United States Citizenship & Immigration Services (“USCIS”) announced Friday that it had reached the congressionally mandated H-1B cap for fiscal year 2018.

By way of background, the USCIS issues H-1B visas to foreign workers serving in “specialty occupations at a professional level.” A specialty occupation requires theoretical and practical application of a body of highly specialized knowledge, to be performed by a worker with at least the equivalent of bachelor’s degree in the field. Both the position to be filled and the foreign worker’s qualifications must meet the criteria for a specialty occupation.
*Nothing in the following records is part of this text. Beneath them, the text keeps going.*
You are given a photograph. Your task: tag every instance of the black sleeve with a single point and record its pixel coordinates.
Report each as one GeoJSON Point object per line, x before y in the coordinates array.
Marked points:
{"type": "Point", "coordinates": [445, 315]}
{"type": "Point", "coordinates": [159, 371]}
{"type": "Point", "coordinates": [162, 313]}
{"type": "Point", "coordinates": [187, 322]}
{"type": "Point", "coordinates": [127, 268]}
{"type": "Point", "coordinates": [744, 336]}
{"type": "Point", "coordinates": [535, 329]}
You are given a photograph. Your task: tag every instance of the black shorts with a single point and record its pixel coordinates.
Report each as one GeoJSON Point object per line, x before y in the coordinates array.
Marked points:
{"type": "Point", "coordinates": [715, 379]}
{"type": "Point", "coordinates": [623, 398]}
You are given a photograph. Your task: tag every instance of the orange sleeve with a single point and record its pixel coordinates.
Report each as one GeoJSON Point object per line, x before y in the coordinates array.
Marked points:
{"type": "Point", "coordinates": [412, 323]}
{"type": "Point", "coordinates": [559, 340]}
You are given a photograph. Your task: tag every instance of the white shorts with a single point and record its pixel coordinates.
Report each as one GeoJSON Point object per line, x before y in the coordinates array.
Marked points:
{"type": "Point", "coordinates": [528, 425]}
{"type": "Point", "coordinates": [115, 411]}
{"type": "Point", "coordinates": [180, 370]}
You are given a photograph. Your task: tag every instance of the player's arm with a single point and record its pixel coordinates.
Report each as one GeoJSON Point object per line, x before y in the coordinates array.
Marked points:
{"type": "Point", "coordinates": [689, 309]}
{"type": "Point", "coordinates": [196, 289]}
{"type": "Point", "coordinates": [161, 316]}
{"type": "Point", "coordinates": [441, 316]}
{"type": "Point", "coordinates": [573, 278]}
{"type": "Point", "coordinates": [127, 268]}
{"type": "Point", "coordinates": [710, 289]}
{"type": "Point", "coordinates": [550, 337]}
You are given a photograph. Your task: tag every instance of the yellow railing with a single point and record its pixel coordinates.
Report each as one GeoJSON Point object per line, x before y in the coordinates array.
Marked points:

The statute provides for an annual quota of 65,000 new H-1B visas that can be issued in any given fiscal year, which runs from October 1 to September 30. In addition, there is a separate quota of 20,000 H-1B visas per fiscal year for graduates of U.S. advanced degree programs, for a total of 85,000 H-1B visas. This notwithstanding, this is the fifth year in a row that USCIS has received more than enough petitions to meet the cap within the first five working days of April. As a result, all petitions will be placed into a random computer lottery system. Only those petitions selected in the lottery will proceed to adjudication.

It is expected that more than half of all H-1B petitions filed by employers will be rejected due to the number of applicants as well as the haphazard lottery system. Affected foreign nationals whose petitions are not chosen will be unable to obtain an H-1B visa until the next fiscal year and may be required to forgo employment with employers and possibly leave the United States. In such instances, employers will need to consider alternative visas for affected employees.